Per passare dai “massimi sistemi” alla realtà concreta, uno stile che punta molto sull’autorità, che sottolinea molto il ruolo dell’istituzione e chiede una pronta e cieca obbedienza non può che elevare il sacerdote al di sopra della Chiesa, anche se a parole si dice il contrario.
A livello personale un sacerdote è, quindi, spinto a credere che nessuno ha diritto di contestarlo o di chiedergli ragione delle sue scelte poiché è in una specie di “sfera intoccabile”. Il diritto ecclesiastico latino, d’altronde, lo conforta in ciò. Questo stile creerà, per reazione di soffocamento, un sistema diametralmente opposto, come abbiamo sopra osservato e come la storia non ha mancato di mostrare.

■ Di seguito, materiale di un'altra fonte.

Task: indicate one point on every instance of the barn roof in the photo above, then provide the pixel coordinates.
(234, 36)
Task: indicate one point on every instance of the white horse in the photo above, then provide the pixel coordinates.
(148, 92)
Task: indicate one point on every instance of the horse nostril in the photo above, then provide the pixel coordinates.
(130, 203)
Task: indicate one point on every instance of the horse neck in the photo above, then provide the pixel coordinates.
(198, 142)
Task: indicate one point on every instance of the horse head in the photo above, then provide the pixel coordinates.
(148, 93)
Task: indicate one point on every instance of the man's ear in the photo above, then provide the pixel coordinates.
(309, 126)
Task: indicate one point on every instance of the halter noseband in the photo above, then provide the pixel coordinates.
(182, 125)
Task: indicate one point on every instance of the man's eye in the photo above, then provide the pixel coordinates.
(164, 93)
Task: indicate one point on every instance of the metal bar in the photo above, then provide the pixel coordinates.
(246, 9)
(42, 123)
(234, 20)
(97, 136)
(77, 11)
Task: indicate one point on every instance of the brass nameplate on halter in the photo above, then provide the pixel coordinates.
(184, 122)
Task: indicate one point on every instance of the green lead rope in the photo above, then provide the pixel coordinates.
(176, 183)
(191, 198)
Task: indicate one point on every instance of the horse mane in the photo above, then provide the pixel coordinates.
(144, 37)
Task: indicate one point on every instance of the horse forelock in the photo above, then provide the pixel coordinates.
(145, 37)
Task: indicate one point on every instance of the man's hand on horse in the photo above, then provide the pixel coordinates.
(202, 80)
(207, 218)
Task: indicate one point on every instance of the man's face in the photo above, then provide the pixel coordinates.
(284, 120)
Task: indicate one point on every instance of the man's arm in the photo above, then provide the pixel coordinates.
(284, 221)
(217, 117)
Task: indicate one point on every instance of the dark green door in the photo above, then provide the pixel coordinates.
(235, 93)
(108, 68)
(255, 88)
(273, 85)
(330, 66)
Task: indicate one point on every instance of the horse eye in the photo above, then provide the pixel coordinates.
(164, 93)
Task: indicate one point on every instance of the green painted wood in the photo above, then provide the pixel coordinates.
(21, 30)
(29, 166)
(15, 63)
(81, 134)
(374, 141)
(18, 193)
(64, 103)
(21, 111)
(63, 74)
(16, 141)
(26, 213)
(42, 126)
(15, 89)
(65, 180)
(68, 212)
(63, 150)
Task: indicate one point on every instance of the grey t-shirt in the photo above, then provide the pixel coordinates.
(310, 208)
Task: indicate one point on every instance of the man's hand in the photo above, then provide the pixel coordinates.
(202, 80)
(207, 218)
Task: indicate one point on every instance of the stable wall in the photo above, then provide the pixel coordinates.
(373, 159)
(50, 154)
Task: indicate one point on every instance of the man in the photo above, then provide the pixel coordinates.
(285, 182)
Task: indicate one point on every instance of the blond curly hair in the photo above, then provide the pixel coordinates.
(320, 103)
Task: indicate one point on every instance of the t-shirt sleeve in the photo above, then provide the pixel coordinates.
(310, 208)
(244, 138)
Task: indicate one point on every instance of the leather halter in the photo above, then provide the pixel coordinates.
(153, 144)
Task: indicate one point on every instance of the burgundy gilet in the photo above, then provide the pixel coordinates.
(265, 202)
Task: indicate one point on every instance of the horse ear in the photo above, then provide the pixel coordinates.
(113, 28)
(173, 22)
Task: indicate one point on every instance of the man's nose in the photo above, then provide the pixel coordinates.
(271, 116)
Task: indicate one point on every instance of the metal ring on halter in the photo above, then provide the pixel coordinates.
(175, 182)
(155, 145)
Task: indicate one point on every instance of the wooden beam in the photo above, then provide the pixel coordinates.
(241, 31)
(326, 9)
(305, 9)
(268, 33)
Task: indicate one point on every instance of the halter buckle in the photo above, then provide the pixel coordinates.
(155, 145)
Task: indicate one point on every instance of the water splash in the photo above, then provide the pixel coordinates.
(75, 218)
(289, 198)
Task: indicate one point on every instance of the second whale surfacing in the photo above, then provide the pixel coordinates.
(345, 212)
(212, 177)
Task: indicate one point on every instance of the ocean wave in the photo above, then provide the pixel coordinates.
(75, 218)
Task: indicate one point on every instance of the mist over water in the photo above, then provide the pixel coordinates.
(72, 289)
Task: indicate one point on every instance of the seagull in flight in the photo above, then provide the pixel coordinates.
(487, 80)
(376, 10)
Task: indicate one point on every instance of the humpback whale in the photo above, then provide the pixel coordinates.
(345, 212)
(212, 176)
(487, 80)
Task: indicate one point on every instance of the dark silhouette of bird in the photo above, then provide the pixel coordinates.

È quindi logico pensare che il pandemonio nel Cattolicesimo dopo il Concilio vaticano II è in parte stato generato da un sistema precedente troppo chiuso e autoritario.
Al contrario, uno stile nel quale si ha bisogno dell’autorevolezza per confermare l’autorità, comporta un continuo confronto intraecclesiale, un confronto nel quale si verifica se la conduzione di una parrocchia, di una diocesi o di un monastero – sotto questo o quel chierico – obbedisce o meno al comune cammino da sempre seguito. In questo sistema il sacerdote non ha rifugi in “sfere intoccabili” e ciò crea una maggiore permeabilità tra i vari livelli della Chiesa.
Nessun sistema è perfetto, bene inteso, visto che anche questo secondo sistema potrebbe offrire occasione a non poca caoticità e da l’idea di un certo anarchismo.
Detto ciò, direi che alla prova della storia la situazione appare chiara: meglio una certa caoticità per un certo tempo che la produzione, in nome dell’autorità, di una situazione che scivola verso un’alterazione permanente e irreversibile.
In definitiva si può concludere come segue:
- il clero di primo tipo, tutto preso dall’istituzione e forse pure dalla carriera è convinto che la propria autorità sia intoccabile, ma le persone non trovano in esso alcun genere di riposo spirituale e ne vengono inquietate.
- Il secondo tipo di clero, per quanto avvicinabile e “umano”, disorienta profondamente quegli spiriti provvisti di una buona formazione cristiana.
Entrambi non sono veridica espressione della Chiesa che, nella sua antica tradizione, vuole un clero integerrimo, non mescolato al sæculum, che non si serve del vangelo ma lo serve, capace d’interagire con tutti nel modo conveniente ed ecclesiastico, ossia nel modo spirituale.